Das eigentliche Brauhaus steht in der Walburger Straße, etwa 500 m außerhalb der Altstadt, im Anbau eines kleinen Häuschens. Große Schaufenster geben den Blick frei auf die kupfernen, polierten Kessel eines Kaspar-Schulz-Sudwerks. Zwar in gewisser Weise „von der Stange“, aber doch immer wieder schön anzusehen. Solide und edel, beste Brautechnik. Robust und nicht billig. Niemand ist zu sehen, es ist Sonnabend, Wochenende, niemand arbeitet. Natürlich nicht. Nur Euer Chronist ist wieder mal auf Achse, von der letzten beruflichen Tätigkeit unterwegs zur nächsten.
Ich mache ein paar Bilder durch die zum Glück sauberen! Scheiben, und dann geht es durch den Regen weiter, jetzt aber wirklich in Richtung Altstadt.
Und da ist er auch schon, der Ausschank von Schinkels Back- und Brauhaus. Zwischen einem Hotel und einem, wenn ich es richtig sehe, Wohnstift; ein wenig eingezwängt und auch ein bisschen improvisiert wirkend. Eher Gartenlaubenatmosphäre. Ganz anders als das edle Sudwerk eben. Ein einfach, aber nicht unsympathisch möblierter Biergarten, der jetzt, im Regenschauergrau, natürlich trist wirkt. An einem der Tische ein Fassdeckel mit drei darin installierten Zapfhähnen. Es sieht aus, als könne man sich hier bei gutem Wetter direkt am Tisch mit drei verschiedenen Biersorten bedienen. Die Leitungen angeklemmt, Druck auf die KEGs, und auf geht’s. Lasst das Bier strömen!
Ehe mir die Klamotten aber ganz durchweichen und der Fotoapparat in der Nässe den Geist aufgibt, verziehe ich mich schnell nach drinnen. Links der Raucherbereich. Man hört Würfelbecher knallen, laute Stimmen, hier geht es mittags schon zur Sache. Rechter Hand eine Laube mit Sitzgelegenheiten, dahinter ein einfacher Raum, trocken und warm. Ein einfacher Holzanbau, wie es scheint.

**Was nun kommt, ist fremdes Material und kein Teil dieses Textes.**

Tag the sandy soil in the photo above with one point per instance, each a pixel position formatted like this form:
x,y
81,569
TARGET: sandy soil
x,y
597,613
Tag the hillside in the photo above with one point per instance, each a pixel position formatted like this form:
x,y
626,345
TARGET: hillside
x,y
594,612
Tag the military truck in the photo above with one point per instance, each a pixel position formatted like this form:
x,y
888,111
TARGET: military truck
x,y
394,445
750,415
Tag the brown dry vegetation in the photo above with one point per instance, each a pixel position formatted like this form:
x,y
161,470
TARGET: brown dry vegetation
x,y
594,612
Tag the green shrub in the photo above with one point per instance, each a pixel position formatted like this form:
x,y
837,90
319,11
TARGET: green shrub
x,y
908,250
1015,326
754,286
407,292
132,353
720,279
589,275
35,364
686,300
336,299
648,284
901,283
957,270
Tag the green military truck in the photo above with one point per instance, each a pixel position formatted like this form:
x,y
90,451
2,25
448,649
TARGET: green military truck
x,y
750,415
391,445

Die Bierliste liegt auf dem Tisch, ein Klemmbrett mit ein paar DIN-A-4-Seiten. Daneben die gleichen Biere noch einmal in einer bunt gedruckten Bierfibel. Ich bin überrascht, wie groß das Angebot ist. Sieben Biersorten zähle ich. Neben Bio-Pilsener, Bio-Weizen und Dunkel (nicht bio), also dem klassischen Brauhaus-Triplett, gibt es noch Bio-Bockbier, Brown Ale, Indian Pale Ale (mit einem „n“ zu viel) und Kirschbier (jenseits des Reinheitsgebots!). Dazu deftige und preiswerte Speisen.
Ich schiele auf den Nachbartisch und sehe gewaltige Portionen. Riesenmengen Fleisch und dicke Sahnesoßen; die Gäste ächzen und schwitzen, schaufeln und stopfen, haben sichtlich Spaß, sich zu mästen.
Ich habe noch einige Kilometer vor mir und will meinen Magen nicht bis zum Geht-nicht-mehr vollstopfen, bestelle lediglich mit Käse überbackenen Spinat und ein India(n) Pale Ale. Zu meiner Ãœberraschung wird das Bier in der Flasche serviert. Die speziellen Sorten habe man nicht im Fass, das lohne sich nicht, erklärt die Kellnerin.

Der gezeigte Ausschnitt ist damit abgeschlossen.